Yes it is because you're not stood on the middle of it, you're stood at the extreme left (in my image above).

If the guy on the left could dive down 2,200 feet then swim across, he would then reach the object. He will have had to drop 2,200 feet to do that.

What you're forgetting is that you can just turn a piece of paper, but the Earth itself does not and cannot physically do that.

[jochta]

I can turn it any angle I want.

Which is my point, the Earth itself can't do that. You have to keep it all straight because that's the reality.

It doesn't make any difference to the maths. The vertical difference is still 2,200 feet for a tangential line from an observer's eyeball at sea level. The hump of water isn't 2,200 feet tall as you've said several times.

Yes it is because you're not stood on the middle of it, you're stood at the extreme left (in my image above).

If the guy on the left could dive down 2,200 feet then swim across, he would then reach the object. He will have had to drop 2,200 feet to do that.

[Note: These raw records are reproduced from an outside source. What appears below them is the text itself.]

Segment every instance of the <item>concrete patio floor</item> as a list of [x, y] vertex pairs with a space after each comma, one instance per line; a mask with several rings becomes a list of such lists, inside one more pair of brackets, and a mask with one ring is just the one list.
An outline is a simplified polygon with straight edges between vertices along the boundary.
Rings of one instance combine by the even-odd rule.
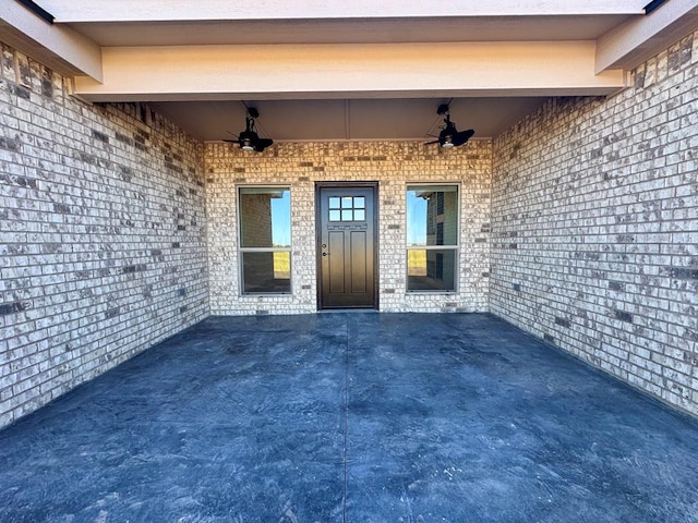
[[698, 422], [490, 315], [214, 317], [0, 431], [0, 521], [696, 522]]

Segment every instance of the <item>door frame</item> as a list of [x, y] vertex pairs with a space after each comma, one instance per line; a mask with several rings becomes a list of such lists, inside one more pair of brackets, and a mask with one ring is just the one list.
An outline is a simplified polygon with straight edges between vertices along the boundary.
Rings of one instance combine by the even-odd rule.
[[[342, 308], [324, 308], [323, 307], [323, 270], [322, 270], [322, 212], [321, 212], [321, 195], [323, 188], [373, 188], [373, 307], [347, 307]], [[378, 272], [378, 220], [381, 215], [378, 214], [378, 182], [315, 182], [315, 265], [316, 265], [316, 287], [317, 287], [317, 311], [378, 311], [378, 283], [381, 281]]]

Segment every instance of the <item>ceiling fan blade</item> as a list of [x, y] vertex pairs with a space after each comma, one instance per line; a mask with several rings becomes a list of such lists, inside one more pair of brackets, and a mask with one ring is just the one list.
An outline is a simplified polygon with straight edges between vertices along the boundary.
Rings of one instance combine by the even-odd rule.
[[261, 153], [264, 149], [266, 149], [268, 146], [270, 146], [273, 143], [274, 141], [272, 138], [258, 138], [257, 143], [254, 145], [254, 148], [255, 150], [258, 150]]
[[459, 146], [468, 142], [476, 132], [472, 129], [468, 131], [460, 131], [459, 133], [454, 134], [454, 145]]

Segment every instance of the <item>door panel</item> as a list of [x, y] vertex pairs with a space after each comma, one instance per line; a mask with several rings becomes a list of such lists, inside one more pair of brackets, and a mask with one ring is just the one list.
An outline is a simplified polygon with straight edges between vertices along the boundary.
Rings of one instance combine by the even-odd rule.
[[375, 186], [320, 186], [320, 308], [375, 308]]

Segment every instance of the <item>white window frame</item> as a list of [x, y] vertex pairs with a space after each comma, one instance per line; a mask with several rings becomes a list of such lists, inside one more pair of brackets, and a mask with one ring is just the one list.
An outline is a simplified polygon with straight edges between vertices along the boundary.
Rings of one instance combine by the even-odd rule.
[[[408, 211], [408, 193], [414, 187], [434, 187], [448, 186], [456, 187], [456, 243], [454, 245], [409, 245], [409, 211]], [[405, 291], [408, 294], [456, 294], [459, 292], [459, 275], [460, 275], [460, 195], [461, 186], [458, 182], [414, 182], [407, 183], [405, 186]], [[453, 290], [428, 290], [428, 289], [410, 289], [409, 276], [409, 253], [410, 251], [453, 251], [454, 252], [454, 288]]]
[[[277, 191], [288, 191], [289, 193], [289, 229], [291, 230], [289, 238], [289, 246], [288, 247], [243, 247], [242, 246], [242, 190], [245, 188], [257, 188], [257, 190], [277, 190]], [[291, 191], [291, 186], [289, 184], [250, 184], [250, 185], [238, 185], [236, 187], [237, 193], [237, 226], [238, 226], [238, 284], [239, 284], [239, 294], [241, 296], [289, 296], [293, 294], [293, 231], [292, 231], [292, 209], [293, 209], [293, 194]], [[244, 263], [243, 263], [243, 254], [244, 253], [288, 253], [289, 257], [289, 290], [288, 291], [266, 291], [266, 292], [245, 292], [244, 290]]]

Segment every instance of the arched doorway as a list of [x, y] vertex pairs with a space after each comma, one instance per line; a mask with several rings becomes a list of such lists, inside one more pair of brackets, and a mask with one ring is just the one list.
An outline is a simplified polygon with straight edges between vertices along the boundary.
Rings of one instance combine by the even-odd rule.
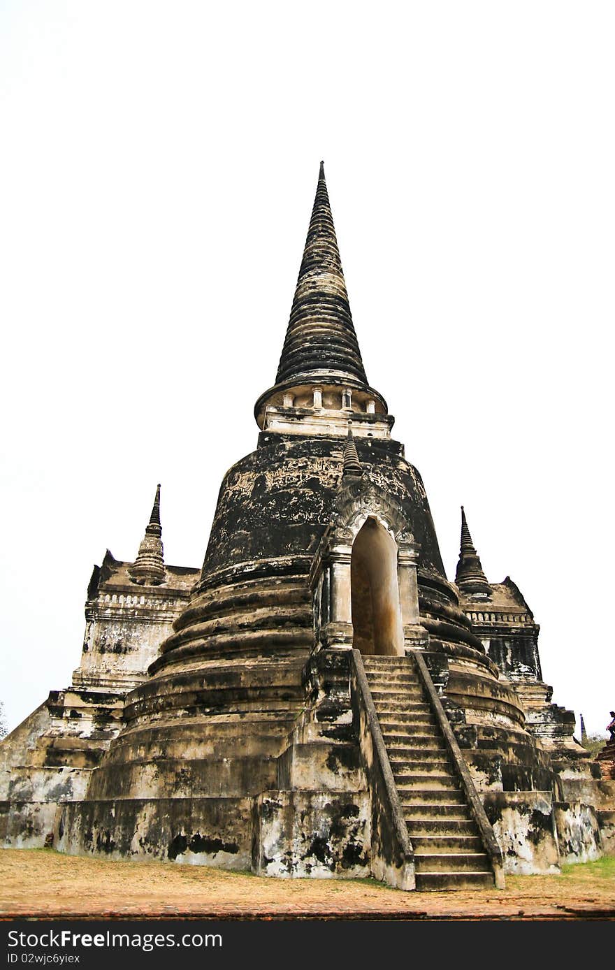
[[397, 552], [386, 529], [370, 516], [350, 559], [352, 645], [362, 654], [404, 655]]

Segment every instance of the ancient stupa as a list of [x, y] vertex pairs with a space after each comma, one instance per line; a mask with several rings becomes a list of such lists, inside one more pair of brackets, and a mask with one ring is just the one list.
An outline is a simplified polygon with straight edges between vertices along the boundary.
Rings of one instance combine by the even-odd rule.
[[355, 334], [324, 170], [255, 451], [201, 570], [108, 551], [81, 660], [0, 746], [0, 838], [405, 889], [612, 845], [613, 787], [550, 702], [518, 587], [462, 514], [455, 582]]

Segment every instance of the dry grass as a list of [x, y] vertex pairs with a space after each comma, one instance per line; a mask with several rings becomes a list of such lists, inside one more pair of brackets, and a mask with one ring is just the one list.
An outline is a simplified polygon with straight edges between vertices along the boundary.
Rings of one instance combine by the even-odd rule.
[[557, 876], [508, 876], [503, 890], [401, 892], [373, 880], [278, 880], [173, 862], [0, 851], [0, 917], [615, 917], [615, 858]]

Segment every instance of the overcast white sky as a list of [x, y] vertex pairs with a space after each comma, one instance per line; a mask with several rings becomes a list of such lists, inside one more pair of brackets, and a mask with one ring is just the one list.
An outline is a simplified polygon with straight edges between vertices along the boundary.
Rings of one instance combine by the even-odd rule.
[[612, 2], [0, 3], [0, 698], [68, 686], [92, 565], [162, 482], [200, 566], [256, 444], [325, 160], [371, 383], [541, 625], [613, 685]]

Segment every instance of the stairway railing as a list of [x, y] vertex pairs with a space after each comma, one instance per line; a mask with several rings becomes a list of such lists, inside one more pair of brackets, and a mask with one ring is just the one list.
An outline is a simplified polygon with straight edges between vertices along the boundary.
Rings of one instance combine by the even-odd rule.
[[480, 795], [474, 787], [471, 775], [468, 765], [466, 764], [464, 756], [461, 753], [459, 744], [457, 743], [457, 738], [453, 733], [453, 728], [451, 728], [450, 722], [446, 717], [446, 712], [442, 707], [437, 691], [434, 686], [434, 681], [432, 680], [432, 676], [427, 668], [425, 658], [416, 650], [412, 651], [410, 656], [412, 657], [419, 679], [427, 692], [430, 705], [436, 715], [439, 728], [444, 735], [444, 741], [446, 742], [448, 753], [464, 787], [471, 816], [476, 823], [476, 826], [480, 833], [483, 848], [493, 866], [494, 875], [496, 877], [496, 887], [499, 889], [503, 889], [504, 869], [502, 849], [498, 844], [494, 830], [491, 826], [489, 819], [487, 818], [485, 809], [483, 808], [483, 803], [480, 800]]
[[372, 870], [400, 889], [416, 889], [414, 851], [361, 653], [352, 651], [351, 698], [372, 794]]

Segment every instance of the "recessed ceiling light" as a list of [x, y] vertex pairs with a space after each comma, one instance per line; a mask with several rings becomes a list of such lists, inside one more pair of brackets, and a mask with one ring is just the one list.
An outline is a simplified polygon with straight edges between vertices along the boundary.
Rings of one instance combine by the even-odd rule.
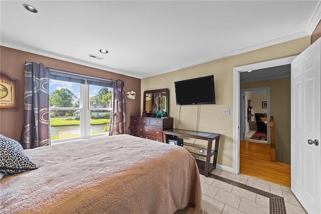
[[107, 50], [105, 49], [100, 49], [99, 50], [99, 51], [100, 51], [102, 53], [107, 53], [108, 52]]
[[38, 12], [38, 10], [37, 10], [37, 9], [36, 9], [36, 8], [35, 8], [34, 6], [27, 5], [27, 4], [24, 4], [22, 6], [24, 8], [26, 8], [27, 10], [30, 11], [31, 12], [33, 12], [33, 13]]

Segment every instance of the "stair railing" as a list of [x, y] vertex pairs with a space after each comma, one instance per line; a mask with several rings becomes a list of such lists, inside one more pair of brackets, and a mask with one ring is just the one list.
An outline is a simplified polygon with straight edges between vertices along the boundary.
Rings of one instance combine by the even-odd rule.
[[271, 147], [271, 161], [276, 162], [276, 156], [275, 155], [275, 146], [274, 145], [274, 133], [273, 131], [274, 122], [273, 116], [269, 121], [270, 126], [270, 147]]

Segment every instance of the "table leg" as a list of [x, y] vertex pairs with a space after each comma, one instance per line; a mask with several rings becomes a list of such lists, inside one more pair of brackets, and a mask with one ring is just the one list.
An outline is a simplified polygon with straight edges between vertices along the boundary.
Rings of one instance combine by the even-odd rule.
[[205, 162], [205, 173], [206, 177], [209, 176], [210, 170], [210, 162], [211, 161], [211, 152], [212, 151], [212, 145], [213, 140], [209, 139], [207, 142], [207, 153], [206, 154], [206, 161]]
[[219, 153], [219, 144], [220, 143], [220, 136], [219, 136], [215, 139], [215, 153], [214, 153], [214, 157], [213, 161], [213, 165], [214, 169], [216, 168], [216, 161], [217, 161], [217, 155]]

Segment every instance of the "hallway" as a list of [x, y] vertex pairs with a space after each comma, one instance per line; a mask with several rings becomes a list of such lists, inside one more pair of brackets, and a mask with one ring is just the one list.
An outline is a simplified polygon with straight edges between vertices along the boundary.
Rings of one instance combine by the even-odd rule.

What you're forgetting is that you can just turn a piece of paper, but the Earth itself does not and cannot physically do that.

I'm not turning anything, it's just a matter of viewpoint. If I'm stood on the North Pole or on the Equator the diagram is the same. It's a segment of a circle. Segments A and B are identical in my crude sketch below.

Your hypothetical swimmer could just swim out horizontally straight towards the target, at the midpoint of his swim he would be at a depth of 500 feet. The difference in distance between doing this or staying on the surface doing breaststroke is miniscule.

[aspiringcyclist]

What I think we should be measuring is, for a given angle, what height the two objects have to be so that we draw a line between them, the line is a tangent of the circle at the midpoint of the arc.

So if R is the radius and h the object height and a the angle of the arc, h should satisfy ( h + R )* cos(a/2) = R. So that h = R/cos(a/2) -R. For h = 1.7m, the angle a/2 is 1.5*10^(-3). In this case the horizon is 4.7km away, which is the value I found on the internet for an object of that height.

So for arc length of 93 km, to see the top of the the tower they would both have to be 560 ft.

[Mick F]

On a clear day from Snaefell on the Isle of Man, you can see Blackpool Tower.
60odd miles.

Blackpool Tower is only 500ft tall.

[beardy]

Snaefel on the other hand is 620 metres. So you could probably see all of the Blackpool tower.

Even without the effects of refraction.

[Mick F]

Yes, that's what I meant.
If there's a 2,200ft "drop", the tower couldn't be seen.

[jochta]

Snaefel on the other hand is 620 metres. So you could probably see all of the Blackpool tower.

Even without the effects of refraction.

http://www.ringbell.co.uk/info/hdist.htm

Horizon from Snaefell is 89km.

Horizon from the ISS at an altitude of 400km is 2300km

[aspiringcyclist]

I found another more useful formula. If h1 is your height, d distance of the straight line between the top of the observer and the object, and h2 is the height of the object, then h2 = (1/2*R)*(d - Sqrt( 2*h1*R) )^2. So if the distance is 90km and the viewer height is 620m, the minimum height of the object is 0.1m.